The anti-malware out there can only protect you against LAST WEEK'S Malware.
As it stands right now, our Macs are just as secure against a Zero Day virus as your loaded to the gills with anti-ware PC... because you can be invaded by a virus that has not yet been cataloged in the anti-virus definition file. The Macs are just as secure WITHOUT all your CPU cycle robbing anti-malware baggage and until the day we see ANY viable malware in the wild, it will remain so.
When, and if, a viable Mac OS X malware appears in the wild, THEN, and only then, will it become necessary to consider buying and installing malware protection.
However, when that does finally happen, if ever, our Macs will still be just as vulnerable as your PC against all Zero Day, unreported malware. Buying protection against non-existent threats is foolish. When there are finally preventablethreats, not buying protection would be foolish. Until then, I'll save the money.
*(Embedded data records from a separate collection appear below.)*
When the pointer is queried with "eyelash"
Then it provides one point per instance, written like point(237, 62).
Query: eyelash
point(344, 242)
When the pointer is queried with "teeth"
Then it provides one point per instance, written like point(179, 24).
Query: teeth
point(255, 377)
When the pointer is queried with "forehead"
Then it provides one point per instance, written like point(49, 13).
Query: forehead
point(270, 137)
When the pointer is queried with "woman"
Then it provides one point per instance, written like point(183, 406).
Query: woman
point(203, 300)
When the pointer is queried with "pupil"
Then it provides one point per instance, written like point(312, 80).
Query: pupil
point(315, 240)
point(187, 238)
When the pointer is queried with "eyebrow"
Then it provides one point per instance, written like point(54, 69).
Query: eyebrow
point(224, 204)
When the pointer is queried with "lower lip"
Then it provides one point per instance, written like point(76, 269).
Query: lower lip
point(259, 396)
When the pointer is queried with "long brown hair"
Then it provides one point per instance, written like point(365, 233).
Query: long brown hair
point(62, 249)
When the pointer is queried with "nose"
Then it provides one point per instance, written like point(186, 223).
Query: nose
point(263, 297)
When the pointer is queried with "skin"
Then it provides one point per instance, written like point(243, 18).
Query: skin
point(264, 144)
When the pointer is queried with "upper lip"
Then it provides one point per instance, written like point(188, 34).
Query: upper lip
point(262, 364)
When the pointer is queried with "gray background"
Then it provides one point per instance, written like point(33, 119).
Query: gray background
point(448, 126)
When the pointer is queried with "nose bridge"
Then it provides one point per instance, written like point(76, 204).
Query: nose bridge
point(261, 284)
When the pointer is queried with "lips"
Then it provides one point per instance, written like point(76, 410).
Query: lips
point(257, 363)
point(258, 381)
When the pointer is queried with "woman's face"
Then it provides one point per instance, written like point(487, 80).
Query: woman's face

Not true; for example, in addition to looking for specific malware signatures, software can also look for suspicious behavior - it can alert you when a program tries to access or send data to a network, flag and prevent behavior like adding something to system startup or changing browser parameters, notify you when an executable file has changed, or detect malicious code that affects other operating systems with which you may interface.
It's always possible (if incredibly remote) that a given piece of malware can be written that is so unlike any other malware in existence that it can exploit a weakness in existing hardware and software firewalls and avoid any of the suspicious behavior that would flag the types of security software I run. But it's more likely that a given piece of malware would attempt at least some of the suspicious behavior I watch for, leading to its detection even if it was so different that it could not be picked up by any existing software package.
My bottom line is that the cost (for a Windows or a Mac, and probably Linux too) to proactively protect my systems is so low, and the potential consequences of not doing so is so high, that it is worth the protection regardless of the remoteness of the risk. This is a policy I enforce on all computers on my home and office networks, and not one on which I would be willing to bend for alternative operating systems. Others may run their computers and networks as they see fit.